Lou Kerner, CEO of CryptoOracle, a venture capital company, said on CNBC that the institutional is, of course, the part of cryptmarket, but they are not playing the main role: They follow in the stream, but do not lead it. The expert noted:
– Bitcoin is not about institutions. Actually, it’s the antithesis of institutions. And these kinds of revolutions, whether it’s even going back to e-commerce on the internet. So we don’t need institutions to come to this party for Bitcoin to break out again… We’ve had a lot of legs higher without any institutional involvement. They’re going to be here, but they’re not going to lead the party. They’re going to be followers.
According to the expert, now volatility is associated with bitcoin derivatives and margin trading that accompanies them. In particular, a leverage of 100: 1 on BitMEX leads to stoppages in quotes and the market going into flat from time to time. When capitalization grows 10 or 100 times, this movement will be perceived as just noise, no more.
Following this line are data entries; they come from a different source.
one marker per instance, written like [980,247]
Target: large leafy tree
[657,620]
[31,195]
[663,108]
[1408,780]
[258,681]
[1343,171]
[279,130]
The crypto industry is developing and attracts more and more talents, and Bitcoin has established itself as a digital store of value. Lou Kerner emphasized:
– I actually do believe the analogy that it’s digital gold. I think it’s digital gold on the way up and it’s digital gold on the way down. Obviously, people believe that more and less during different times. But I think over the long haul, that’s going to be the play.